Warum soll Testosteron gegen Cellulite wirken, und wie können Frauen die Ausschüttung erhöhen?
Testosteron gehört zu den männlichen Hormonen und ist einer der Gründe, warum Männer weniger Fettgewebe haben als Frauen und eben auch selten Cellulite. Testosteron gilt als Fettschmelzer und Muskelaufbauer, und auch wir Frauen produzieren es in kleinen Dosen in unseren Eierstöcken und Nebennieren. Durch Krafttraining können wir unsere Testosteronausschüttung erhöhen. Die größten Feinde eines ausgeglichenen Testosteronspiegels dagegen sind Bewegungsmangel, Fettgewebe (das Testosteron regelrecht frisst), aber auch Stress. Regelmäßige Bewegung und ein gesunder Lebensstil sind also hier ganz klar das A und O und sorgen für mehr Testosteron. Wichtig: Auch Hormonpräparate können dafür sorgen (die Pille oder ein Medikament gegen Wechseljahrsbeschwerden), dass wir einen zu niedrigen Testosteronspiegel haben und zu viel Östrogen – hier also im Zweifel bitte Rücksprache mit dem Arzt halten und eventuell ein anderes Präparat wählen, das niedriger dosiert ist.
Wie bringt man seine Hormone in Balance?
Fassen wir die wichtigsten Punkte zusammen. Erstens: durch regelmäßige Bewegung und durch Sport. Kraftsport ist zu bevorzugen – auch Ausdauersportarten können bei uns Frauen dafür sorgen, dass der Östrogenspiegel sinkt. Zweitens: eine ausgewogene und frische Ernährung. Eiweiß und Omega-3-Fettsäuren bitte auf keinen Fall vernachlässigen. Drittens: Bei Übergewicht langsam versuchen, ein paar Pfunde zu verlieren. So steigt das Anti-Cellulite-Hormon Testosteron, und das Fettgewebe wird reduziert. Viertens: ausreichend trinken, gerne auch täglich drei bis vier Tassen grünen Tee. Grüner Tee reguliert nachweislich nicht nur unsere Hormone, sondern schützt auch kollagene Fasern und senkt den Insulin- und Blutzuckerspiegel. Fünftens: den Körper ausreichend mit Vitamin D versorgen. Vitamin D ist zum Beispiel nötig, um die Stresshormone zu senken, und die wiederum können Muskeln abbauen und für Pölsterchen sorgen. Und sechstens: ausreichend Zink. Den Zinkspiegel am besten einmal beim Arzt testen lassen und im Zweifel supplementieren.
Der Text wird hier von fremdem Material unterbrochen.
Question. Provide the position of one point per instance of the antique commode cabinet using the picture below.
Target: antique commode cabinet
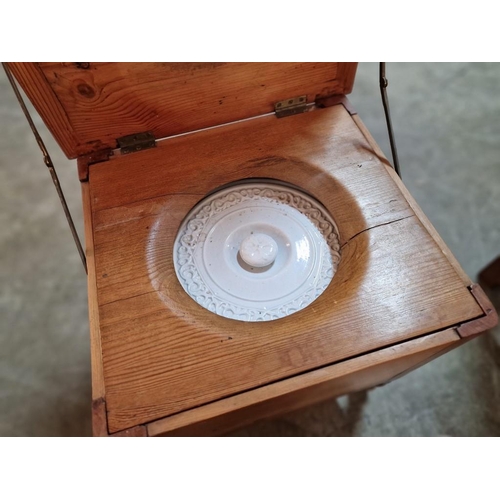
(239, 268)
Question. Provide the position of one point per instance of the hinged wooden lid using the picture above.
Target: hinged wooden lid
(88, 106)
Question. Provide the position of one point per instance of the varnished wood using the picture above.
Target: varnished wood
(138, 431)
(98, 389)
(490, 275)
(163, 354)
(88, 108)
(411, 201)
(485, 322)
(296, 392)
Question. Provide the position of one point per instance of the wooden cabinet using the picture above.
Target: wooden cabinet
(162, 364)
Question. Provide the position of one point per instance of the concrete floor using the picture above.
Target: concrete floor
(446, 118)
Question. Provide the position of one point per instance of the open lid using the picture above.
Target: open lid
(88, 106)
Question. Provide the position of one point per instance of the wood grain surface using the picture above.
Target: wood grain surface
(163, 354)
(345, 377)
(87, 106)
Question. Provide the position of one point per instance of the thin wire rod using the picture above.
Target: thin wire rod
(385, 101)
(49, 164)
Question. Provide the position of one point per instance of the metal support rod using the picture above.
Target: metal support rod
(49, 164)
(385, 101)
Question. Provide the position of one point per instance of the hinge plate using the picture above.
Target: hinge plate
(136, 142)
(292, 106)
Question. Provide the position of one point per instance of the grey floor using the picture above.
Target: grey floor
(447, 123)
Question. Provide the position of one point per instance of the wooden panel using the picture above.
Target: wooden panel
(88, 107)
(163, 354)
(291, 394)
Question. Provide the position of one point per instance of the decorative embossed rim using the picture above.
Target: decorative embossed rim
(193, 231)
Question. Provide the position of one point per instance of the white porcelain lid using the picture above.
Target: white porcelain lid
(256, 251)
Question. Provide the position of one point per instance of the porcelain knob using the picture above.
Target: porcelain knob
(259, 250)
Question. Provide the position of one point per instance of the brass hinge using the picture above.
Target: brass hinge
(136, 142)
(292, 106)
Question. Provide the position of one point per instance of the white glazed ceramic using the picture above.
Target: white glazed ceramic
(256, 251)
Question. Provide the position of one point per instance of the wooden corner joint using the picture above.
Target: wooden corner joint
(100, 423)
(479, 325)
(84, 162)
(326, 102)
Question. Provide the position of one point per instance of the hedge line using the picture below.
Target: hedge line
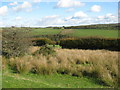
(90, 43)
(42, 41)
(81, 43)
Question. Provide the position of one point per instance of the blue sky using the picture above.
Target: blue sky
(39, 13)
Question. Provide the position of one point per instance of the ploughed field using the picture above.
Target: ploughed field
(76, 32)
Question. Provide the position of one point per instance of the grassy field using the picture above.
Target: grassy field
(77, 32)
(95, 32)
(74, 65)
(11, 80)
(45, 31)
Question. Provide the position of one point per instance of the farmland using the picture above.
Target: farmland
(48, 65)
(77, 32)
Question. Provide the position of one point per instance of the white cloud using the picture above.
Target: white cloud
(69, 3)
(96, 8)
(18, 18)
(3, 10)
(26, 6)
(12, 4)
(70, 10)
(50, 21)
(80, 14)
(37, 1)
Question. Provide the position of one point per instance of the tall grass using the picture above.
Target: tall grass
(100, 64)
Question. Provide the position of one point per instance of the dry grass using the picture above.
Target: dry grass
(101, 64)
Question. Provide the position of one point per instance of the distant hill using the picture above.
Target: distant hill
(96, 26)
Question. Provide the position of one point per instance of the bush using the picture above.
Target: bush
(15, 42)
(45, 50)
(90, 43)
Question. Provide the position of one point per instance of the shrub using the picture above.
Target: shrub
(45, 50)
(42, 41)
(15, 42)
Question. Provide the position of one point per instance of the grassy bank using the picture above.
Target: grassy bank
(12, 80)
(98, 64)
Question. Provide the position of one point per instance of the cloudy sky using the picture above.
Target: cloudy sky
(41, 13)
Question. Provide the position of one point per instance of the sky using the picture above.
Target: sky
(44, 13)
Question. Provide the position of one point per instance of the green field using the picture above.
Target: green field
(95, 32)
(77, 32)
(11, 80)
(45, 31)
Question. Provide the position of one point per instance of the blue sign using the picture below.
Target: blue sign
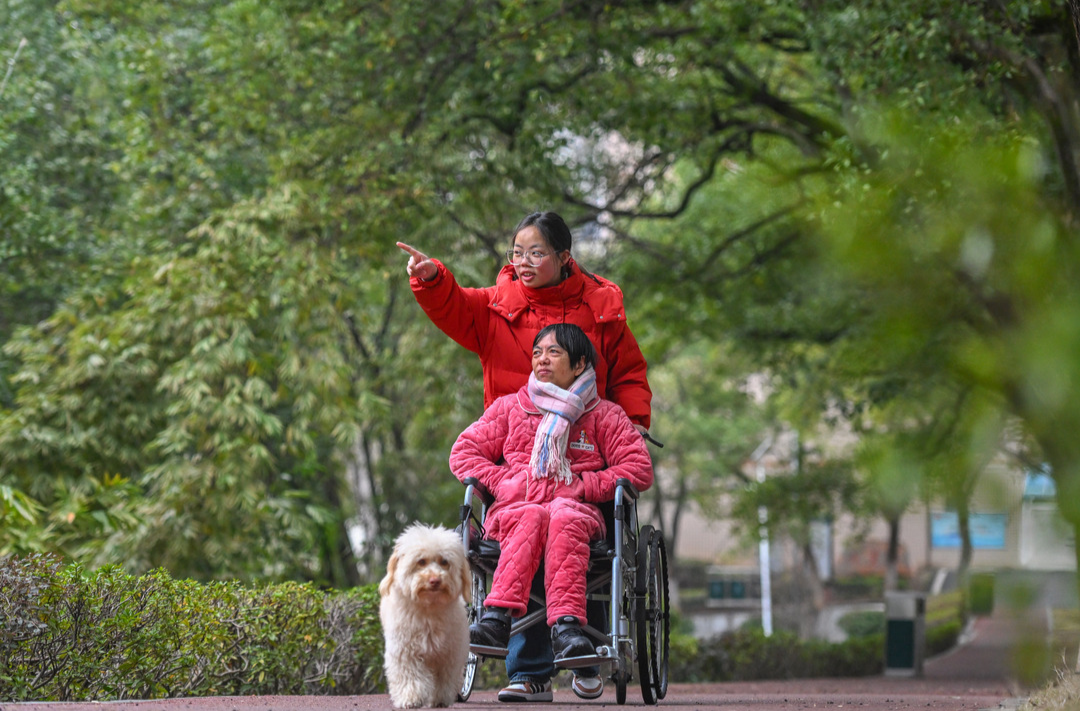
(987, 530)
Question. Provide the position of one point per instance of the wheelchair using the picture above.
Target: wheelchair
(628, 572)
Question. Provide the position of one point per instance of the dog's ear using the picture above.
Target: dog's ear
(389, 580)
(466, 581)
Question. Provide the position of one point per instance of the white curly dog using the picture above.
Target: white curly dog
(423, 617)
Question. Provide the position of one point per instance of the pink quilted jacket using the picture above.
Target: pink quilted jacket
(604, 446)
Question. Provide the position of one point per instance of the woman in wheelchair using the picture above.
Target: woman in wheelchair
(549, 454)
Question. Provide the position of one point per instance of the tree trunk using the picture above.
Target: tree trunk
(813, 578)
(364, 527)
(967, 551)
(892, 555)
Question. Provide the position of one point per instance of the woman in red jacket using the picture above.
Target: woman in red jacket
(549, 454)
(540, 285)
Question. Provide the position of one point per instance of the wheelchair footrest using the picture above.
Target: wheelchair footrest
(578, 662)
(483, 651)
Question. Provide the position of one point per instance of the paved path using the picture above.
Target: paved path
(974, 676)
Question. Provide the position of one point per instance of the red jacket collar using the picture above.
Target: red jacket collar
(603, 297)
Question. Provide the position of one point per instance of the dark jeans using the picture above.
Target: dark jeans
(530, 658)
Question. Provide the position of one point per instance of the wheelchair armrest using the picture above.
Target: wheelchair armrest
(480, 490)
(628, 487)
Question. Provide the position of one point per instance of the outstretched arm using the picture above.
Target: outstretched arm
(419, 264)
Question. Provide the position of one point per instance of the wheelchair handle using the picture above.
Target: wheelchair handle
(481, 491)
(628, 488)
(648, 438)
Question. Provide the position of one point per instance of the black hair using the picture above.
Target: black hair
(555, 233)
(572, 339)
(551, 225)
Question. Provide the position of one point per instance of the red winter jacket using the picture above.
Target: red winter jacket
(604, 446)
(500, 322)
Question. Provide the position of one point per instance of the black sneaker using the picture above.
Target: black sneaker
(490, 635)
(526, 692)
(568, 640)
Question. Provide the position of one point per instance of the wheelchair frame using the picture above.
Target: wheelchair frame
(628, 569)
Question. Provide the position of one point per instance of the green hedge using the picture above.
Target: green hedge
(747, 655)
(72, 635)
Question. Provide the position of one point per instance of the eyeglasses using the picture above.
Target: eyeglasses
(532, 257)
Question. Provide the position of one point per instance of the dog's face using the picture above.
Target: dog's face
(428, 563)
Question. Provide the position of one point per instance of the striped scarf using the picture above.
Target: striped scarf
(561, 408)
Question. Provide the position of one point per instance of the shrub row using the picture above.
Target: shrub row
(69, 634)
(747, 654)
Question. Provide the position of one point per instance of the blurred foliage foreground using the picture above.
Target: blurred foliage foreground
(72, 634)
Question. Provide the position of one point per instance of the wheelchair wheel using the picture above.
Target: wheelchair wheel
(651, 615)
(470, 676)
(478, 592)
(620, 687)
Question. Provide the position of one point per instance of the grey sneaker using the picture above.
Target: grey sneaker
(568, 640)
(588, 687)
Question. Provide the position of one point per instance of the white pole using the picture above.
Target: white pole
(763, 548)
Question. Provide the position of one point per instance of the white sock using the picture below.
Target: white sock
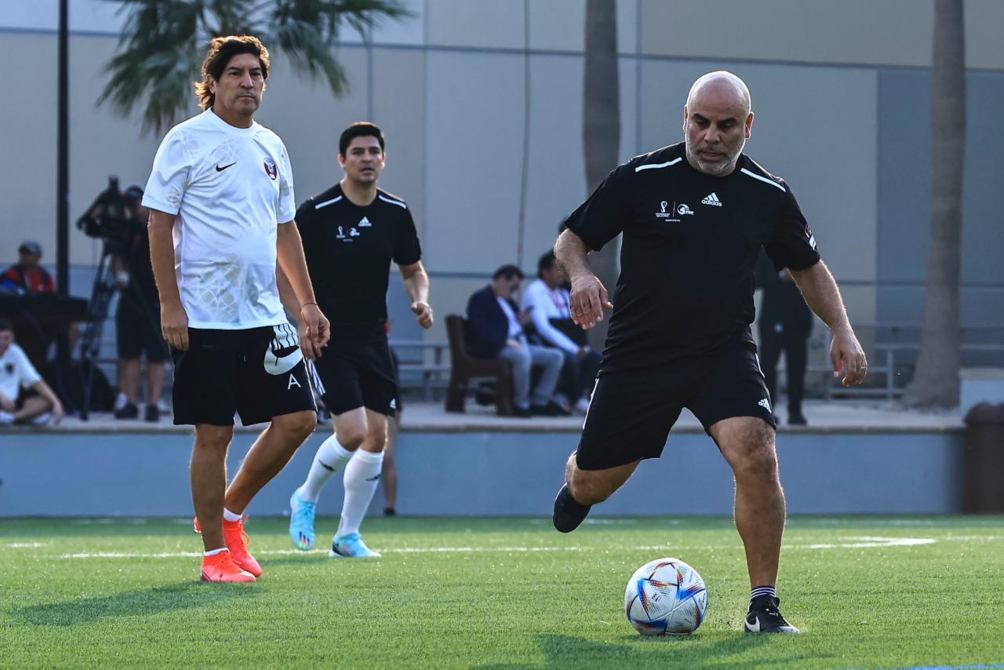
(330, 458)
(361, 477)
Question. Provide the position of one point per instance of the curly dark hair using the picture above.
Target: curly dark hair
(221, 50)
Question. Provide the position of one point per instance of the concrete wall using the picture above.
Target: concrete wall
(839, 89)
(490, 473)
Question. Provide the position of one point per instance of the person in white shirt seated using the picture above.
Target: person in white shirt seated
(546, 300)
(495, 329)
(24, 396)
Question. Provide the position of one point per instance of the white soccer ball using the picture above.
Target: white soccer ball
(666, 597)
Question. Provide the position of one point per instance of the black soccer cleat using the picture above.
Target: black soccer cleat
(568, 513)
(764, 617)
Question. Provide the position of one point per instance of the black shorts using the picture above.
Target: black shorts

Auch Zink reduziert die Stresshormone und ist für eine ausreichende Testosteronbildung wichtig. Abschließend möchte ich noch loswerden: Cellulite ist absolut nichts, wofür wir uns schämen müssen. Sollten wir aber den Wunsch haben, ihr den Kampf anzusagen, brauchen wir Geduld und sollten an vielen Fronten angreifen.